Maja Chwalinska completed the most improbable run of her career at Roland Garros, becoming the first qualifier ever to reach the women's singles final with a 7-6(4), 6-4 win over No. 25 seed Diana Shnaider. The No. 114 is only the third woman to make the final on her main-draw debut, after Evonne Goolagong in 1971 and Chris Evert in 1973. She will meet Mirra Andreeva, who needed just 76 minutes to dismantle Marta Kostyuk 6-1, 6-3 in the other semifinal, ending the Ukrainian's 17-match winning streak. With both women chasing a maiden Grand Slam title on Saturday, Roland Garros is guaranteed a first-time champion.
Chwalinska makes history as first qualifier to reach Roland Garros final
Maja Chwalinska's fortnight passed into the history books. The qualifier beat No. 25 seed Diana Shnaider 7-6(4), 6-4 in 2 hours and 10 minutes to become the first qualifier ever to reach the Roland Garros final, and only the third woman to make it in her main-draw debut, after Evonne Goolagong in 1971 and Chris Evert in 1973. The match was a study in contrasts - Chwalinska's variety against Shnaider's power, fresh off her demolition of Aryna Sabalenka - and the No. 114 led early before Shnaider broke back to level the first set at 3-3. After 68 minutes, nearly as long as the entire other semifinal, the set reached a tiebreak, where Shnaider built a 4-2 lead before Chwalinska reeled off five straight points, sealing it with a pinpoint lob. The physical toll mounted in the second, both players taking treatment, but Chwalinska held firm, winning 11 of 17 serve pressure points and converting three of her five break point chances while saving three of the five she faced. She broke for 5-4 with a trademark drop shot before serving it out, finishing with 32 winners against just 17 unforced errors - the numbers of a player who controlled the match rather than merely survived it. Ranked No. 114 and assured of a top-20 climb, she now faces Andreeva on Saturday with a first Grand Slam title on the line for both, and a shot at echoing Emma Raducanu, the only other qualifier to reach a major final in the Open Era.

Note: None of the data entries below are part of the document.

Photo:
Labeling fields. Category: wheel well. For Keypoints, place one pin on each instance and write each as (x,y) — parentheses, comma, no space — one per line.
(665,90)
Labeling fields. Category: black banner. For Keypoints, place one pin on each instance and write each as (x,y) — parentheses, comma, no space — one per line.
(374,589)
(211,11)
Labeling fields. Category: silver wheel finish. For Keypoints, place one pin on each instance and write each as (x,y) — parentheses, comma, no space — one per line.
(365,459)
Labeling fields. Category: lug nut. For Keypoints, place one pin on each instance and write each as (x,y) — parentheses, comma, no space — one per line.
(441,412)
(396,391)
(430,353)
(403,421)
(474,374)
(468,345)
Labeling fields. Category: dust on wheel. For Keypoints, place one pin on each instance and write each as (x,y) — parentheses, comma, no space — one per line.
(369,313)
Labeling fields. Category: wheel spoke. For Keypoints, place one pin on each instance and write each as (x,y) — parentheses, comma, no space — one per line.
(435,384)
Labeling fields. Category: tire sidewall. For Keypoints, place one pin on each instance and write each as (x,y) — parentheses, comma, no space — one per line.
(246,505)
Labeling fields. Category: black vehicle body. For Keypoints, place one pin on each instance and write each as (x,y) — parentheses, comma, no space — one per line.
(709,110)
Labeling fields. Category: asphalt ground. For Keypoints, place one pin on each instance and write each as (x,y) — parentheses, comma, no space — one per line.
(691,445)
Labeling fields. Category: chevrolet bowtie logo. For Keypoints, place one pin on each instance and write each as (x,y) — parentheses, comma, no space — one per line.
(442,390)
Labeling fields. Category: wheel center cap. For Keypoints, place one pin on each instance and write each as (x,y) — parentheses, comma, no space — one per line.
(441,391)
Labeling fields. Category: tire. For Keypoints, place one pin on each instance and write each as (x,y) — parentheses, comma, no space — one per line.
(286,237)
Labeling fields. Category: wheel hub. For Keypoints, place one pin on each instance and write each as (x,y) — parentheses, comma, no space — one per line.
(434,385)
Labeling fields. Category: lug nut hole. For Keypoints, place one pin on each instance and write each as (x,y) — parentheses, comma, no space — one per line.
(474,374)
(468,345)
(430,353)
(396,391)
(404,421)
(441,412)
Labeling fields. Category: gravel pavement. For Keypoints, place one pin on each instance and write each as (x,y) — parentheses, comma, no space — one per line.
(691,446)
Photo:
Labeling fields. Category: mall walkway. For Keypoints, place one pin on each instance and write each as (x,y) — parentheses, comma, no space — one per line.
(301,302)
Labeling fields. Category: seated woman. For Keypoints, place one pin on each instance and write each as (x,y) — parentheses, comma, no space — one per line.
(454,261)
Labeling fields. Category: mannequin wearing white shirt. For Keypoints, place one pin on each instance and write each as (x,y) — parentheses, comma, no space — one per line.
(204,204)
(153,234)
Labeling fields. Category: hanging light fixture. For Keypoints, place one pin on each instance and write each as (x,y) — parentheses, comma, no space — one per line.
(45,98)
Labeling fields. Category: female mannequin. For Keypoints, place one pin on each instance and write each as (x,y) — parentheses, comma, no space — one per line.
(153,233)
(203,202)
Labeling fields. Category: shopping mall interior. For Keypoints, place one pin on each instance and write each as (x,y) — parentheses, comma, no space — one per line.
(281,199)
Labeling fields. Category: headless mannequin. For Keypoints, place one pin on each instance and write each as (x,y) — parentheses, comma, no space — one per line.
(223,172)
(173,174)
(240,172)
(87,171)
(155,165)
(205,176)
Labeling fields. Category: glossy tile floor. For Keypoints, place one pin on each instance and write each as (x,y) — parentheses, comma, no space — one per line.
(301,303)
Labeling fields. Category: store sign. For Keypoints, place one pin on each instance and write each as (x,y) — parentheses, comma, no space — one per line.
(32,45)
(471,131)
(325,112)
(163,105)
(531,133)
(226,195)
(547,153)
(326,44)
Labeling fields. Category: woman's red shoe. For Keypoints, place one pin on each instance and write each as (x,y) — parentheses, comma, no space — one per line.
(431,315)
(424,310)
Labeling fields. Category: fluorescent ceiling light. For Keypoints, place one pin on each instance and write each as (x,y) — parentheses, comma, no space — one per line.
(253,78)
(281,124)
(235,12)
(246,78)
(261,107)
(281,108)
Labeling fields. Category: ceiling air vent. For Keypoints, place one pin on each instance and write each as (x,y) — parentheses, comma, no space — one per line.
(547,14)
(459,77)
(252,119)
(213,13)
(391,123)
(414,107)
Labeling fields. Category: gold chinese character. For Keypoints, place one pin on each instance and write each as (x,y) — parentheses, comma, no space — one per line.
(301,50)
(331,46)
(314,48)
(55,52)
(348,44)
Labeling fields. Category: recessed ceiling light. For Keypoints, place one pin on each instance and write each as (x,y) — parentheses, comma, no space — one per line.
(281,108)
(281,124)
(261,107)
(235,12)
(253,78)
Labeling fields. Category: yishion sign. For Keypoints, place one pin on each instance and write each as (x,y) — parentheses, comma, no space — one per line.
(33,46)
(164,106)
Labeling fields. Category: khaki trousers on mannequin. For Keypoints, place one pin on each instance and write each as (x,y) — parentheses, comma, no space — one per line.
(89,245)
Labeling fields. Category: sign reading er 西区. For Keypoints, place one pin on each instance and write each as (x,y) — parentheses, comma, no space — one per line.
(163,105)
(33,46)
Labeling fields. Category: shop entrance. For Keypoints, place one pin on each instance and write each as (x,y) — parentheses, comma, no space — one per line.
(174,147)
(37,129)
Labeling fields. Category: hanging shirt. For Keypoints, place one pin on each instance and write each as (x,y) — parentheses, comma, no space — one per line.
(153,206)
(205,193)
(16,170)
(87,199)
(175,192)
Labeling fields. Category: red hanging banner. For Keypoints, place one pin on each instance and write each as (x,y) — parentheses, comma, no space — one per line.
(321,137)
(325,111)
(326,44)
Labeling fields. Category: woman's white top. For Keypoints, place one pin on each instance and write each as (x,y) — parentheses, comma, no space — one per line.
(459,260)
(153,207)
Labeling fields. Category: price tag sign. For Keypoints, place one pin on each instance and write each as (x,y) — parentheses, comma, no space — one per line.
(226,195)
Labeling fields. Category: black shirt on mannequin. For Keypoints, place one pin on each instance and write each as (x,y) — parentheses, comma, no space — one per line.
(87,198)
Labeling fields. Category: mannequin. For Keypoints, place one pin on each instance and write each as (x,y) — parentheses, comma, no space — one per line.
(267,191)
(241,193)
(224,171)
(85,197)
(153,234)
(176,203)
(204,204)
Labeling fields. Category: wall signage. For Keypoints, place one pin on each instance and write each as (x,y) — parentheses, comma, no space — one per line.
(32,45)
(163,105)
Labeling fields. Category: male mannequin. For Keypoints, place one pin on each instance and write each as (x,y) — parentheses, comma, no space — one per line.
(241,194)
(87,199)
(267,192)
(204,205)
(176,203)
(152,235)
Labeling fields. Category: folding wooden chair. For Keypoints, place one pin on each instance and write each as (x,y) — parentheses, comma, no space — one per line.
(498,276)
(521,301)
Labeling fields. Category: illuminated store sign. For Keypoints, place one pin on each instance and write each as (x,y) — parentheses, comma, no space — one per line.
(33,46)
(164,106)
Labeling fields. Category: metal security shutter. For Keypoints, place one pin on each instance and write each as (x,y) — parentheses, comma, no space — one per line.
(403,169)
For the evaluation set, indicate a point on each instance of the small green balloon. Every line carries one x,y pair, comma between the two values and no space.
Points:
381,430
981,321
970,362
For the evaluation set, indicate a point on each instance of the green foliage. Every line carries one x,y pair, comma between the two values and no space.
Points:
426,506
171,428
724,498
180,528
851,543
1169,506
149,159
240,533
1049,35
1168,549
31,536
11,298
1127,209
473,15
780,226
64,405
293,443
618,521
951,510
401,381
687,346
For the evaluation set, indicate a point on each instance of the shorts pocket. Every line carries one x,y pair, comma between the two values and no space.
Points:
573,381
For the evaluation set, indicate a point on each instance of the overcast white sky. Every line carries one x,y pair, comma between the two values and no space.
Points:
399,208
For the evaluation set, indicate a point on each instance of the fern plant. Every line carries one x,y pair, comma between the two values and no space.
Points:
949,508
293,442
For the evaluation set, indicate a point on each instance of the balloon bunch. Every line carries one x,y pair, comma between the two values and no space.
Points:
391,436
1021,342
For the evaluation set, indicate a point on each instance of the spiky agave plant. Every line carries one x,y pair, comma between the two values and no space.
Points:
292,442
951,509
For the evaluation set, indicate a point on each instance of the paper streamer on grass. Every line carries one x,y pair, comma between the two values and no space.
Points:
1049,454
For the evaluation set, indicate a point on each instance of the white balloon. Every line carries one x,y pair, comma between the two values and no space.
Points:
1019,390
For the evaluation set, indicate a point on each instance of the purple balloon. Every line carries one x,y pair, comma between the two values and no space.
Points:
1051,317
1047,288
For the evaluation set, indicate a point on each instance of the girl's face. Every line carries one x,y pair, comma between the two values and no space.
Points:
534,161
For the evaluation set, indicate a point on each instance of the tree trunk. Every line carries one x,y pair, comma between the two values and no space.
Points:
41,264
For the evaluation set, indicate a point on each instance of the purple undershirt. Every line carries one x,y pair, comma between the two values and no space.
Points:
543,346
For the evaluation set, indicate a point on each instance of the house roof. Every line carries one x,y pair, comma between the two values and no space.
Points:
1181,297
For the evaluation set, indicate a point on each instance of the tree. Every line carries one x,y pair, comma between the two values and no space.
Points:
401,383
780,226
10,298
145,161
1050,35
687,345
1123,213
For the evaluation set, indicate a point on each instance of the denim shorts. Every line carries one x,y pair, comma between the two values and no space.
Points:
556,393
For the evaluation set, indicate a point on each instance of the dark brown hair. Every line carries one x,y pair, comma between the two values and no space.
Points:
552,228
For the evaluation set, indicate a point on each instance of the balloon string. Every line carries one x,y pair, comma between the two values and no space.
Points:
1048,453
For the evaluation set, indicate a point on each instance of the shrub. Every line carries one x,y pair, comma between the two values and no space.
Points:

Andreeva ends Kostyuk's streak to reach maiden Grand Slam final
Mirra Andreeva needed just 76 minutes to reach the first Grand Slam final of her career, dismantling Marta Kostyuk 6-1, 6-3 and snapping the Ukrainian's 17-match winning streak in the process. The 19-year-old becomes the third-youngest Roland Garros finalist of the 21st century, behind only 18-year-old Coco Gauff in 2022 and 17-year-old Kim Clijsters in 2001. The win reversed straight-sets losses to Kostyuk in both of their previous meetings this season, in the Brisbane quarterfinals in January and the Madrid final six weeks ago - the fourth time since Madrid's inception in 2009 that its final has been reprised in Paris. Playing in a strong wind that troubled Kostyuk throughout, Andreeva looked untroubled by the conditions from the first ball. The Ukrainian, who had not lost on clay all season, was unsettled early, opening with two double faults and a netted backhand to drop serve, and though Andreeva briefly wobbled with a double fault and triple break point in her own first game, once she settled there was no stopping her. She raced to 6-1, 4-1 as Kostyuk's forehand betrayed her to the tune of 34 unforced errors, her control on the big points the difference: she saved four of the five break points she faced and converted five of her own 13. Kostyuk found brief respite as the roof began to close midway through the second, clawing two games back from 1-4 and breaking for 4-3 after a 26-shot rally, but Andreeva answered immediately and reasserted control to close it out. The teenager has dropped just one set in six rounds in Paris, conceding fewer than six games a match, and now follows her coach Conchita Martinez - the 2000 Roland Garros runner-up - into a major final. She will bid to become the first teenage Slam champion since Gauff at the 2023 US Open.